A.In other words, to go back to John 8, Jesus is saying, "You are free from all condemnation, but you must now leave your sin."
What this is teaching is that justification and sanctification always go together, so that you cannot have one without the other. Justification is not sanctification. We are not saved because of any good we may do. If that were the case, Jesus would have told the woman: "Leave your life of sin, and if you do that, neither will I condemn you." But Jesus did not say that. It was the other way around. No condemnation! But then you need to live right! Now, just because justification is not sanctification and sanctification is not justification,don't think that sanctification is somehow unimportant. On the contrary, according to Romans 8, sanctification is the very end for which God saved us.
By sending his Son to be a sin offering, God "condemned sin in sinful man, in order that the righteous requirements of the law might be fully met in us, who do not live according to the sinful nature but according to the Spirit."
II).

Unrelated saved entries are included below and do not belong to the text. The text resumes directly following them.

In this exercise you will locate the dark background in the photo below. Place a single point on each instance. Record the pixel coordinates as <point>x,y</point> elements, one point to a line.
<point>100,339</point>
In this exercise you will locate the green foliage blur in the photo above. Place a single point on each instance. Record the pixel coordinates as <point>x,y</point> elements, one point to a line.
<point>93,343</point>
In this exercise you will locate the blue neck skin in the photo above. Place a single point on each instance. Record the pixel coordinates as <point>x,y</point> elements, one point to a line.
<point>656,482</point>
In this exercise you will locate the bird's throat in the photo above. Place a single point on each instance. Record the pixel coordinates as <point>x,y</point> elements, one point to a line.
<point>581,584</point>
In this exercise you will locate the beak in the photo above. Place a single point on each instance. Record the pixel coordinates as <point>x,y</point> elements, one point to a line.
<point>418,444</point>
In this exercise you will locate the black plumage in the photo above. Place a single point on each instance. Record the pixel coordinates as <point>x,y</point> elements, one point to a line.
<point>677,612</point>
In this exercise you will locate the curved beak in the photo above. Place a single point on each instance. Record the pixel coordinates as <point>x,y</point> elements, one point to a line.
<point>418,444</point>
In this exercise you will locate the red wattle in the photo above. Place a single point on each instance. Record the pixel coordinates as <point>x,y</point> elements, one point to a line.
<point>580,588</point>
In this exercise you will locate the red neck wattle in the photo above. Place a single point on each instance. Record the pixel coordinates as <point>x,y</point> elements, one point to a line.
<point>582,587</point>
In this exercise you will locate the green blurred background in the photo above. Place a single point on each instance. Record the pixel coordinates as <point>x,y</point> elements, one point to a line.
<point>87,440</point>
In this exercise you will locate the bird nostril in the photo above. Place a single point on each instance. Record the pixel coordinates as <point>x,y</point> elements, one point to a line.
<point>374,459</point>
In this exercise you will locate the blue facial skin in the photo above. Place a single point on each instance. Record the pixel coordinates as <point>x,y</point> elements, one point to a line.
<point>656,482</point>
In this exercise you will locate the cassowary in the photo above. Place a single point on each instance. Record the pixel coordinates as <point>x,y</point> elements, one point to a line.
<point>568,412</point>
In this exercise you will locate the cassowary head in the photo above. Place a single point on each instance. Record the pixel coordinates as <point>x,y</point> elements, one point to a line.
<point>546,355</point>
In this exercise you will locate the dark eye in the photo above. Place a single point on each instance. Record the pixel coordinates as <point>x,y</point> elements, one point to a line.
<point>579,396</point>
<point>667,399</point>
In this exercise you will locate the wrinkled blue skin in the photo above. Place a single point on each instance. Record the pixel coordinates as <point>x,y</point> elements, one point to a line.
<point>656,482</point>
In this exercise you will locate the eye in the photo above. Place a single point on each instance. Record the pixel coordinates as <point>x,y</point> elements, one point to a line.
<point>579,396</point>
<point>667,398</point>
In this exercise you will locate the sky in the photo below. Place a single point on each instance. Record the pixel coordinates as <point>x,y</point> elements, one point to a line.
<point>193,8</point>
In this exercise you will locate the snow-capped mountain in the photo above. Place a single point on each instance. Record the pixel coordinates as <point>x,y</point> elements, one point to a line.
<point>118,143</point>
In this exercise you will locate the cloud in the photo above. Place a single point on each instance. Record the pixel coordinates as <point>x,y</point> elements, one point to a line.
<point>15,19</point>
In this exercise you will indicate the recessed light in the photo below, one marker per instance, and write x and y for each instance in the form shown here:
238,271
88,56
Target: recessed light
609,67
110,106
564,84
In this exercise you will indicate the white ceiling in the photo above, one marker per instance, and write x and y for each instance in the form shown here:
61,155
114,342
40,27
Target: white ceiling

Let me back up and say this another way:Two works,three agents,one goal.
A.Two works. In Romans 8:1 we have two saving works of God. They are justification and sanctification. The first is deliverance from sin's penalty. The second is deliverance from sin's power.... God does this.We don't have the power.
B. Three agents. In delivering us from sin's penalty and power, three divine agents are involved. God is the agent of our justification. It is he who pronounces us "not condemned...." The Holy Spirit is the agent of our sanctification, because he does in us what the law couldn't .Jesus makes both possible by His death on the cross.
C.One goal. All this is aimed at one goal, which is that "the righteous requirements of the law might be fully met in us, who do not live according to the sinful nature but according to the Spirit."
What Paul says here is the equivalent of what he says in his letter to the Ephesians, that God saved us apart from good works precisely so we might be able to do good works. The pertinent text says, "For it is by grace you have been saved, through faith—and this not from yourselves, it is the gift of God—not by works, so that no one can boast. For we are God's workmanship, created in Christ Jesus to do good works, which God has prepared in advance for us to do" (Eph. 2:8-10, emphasis added).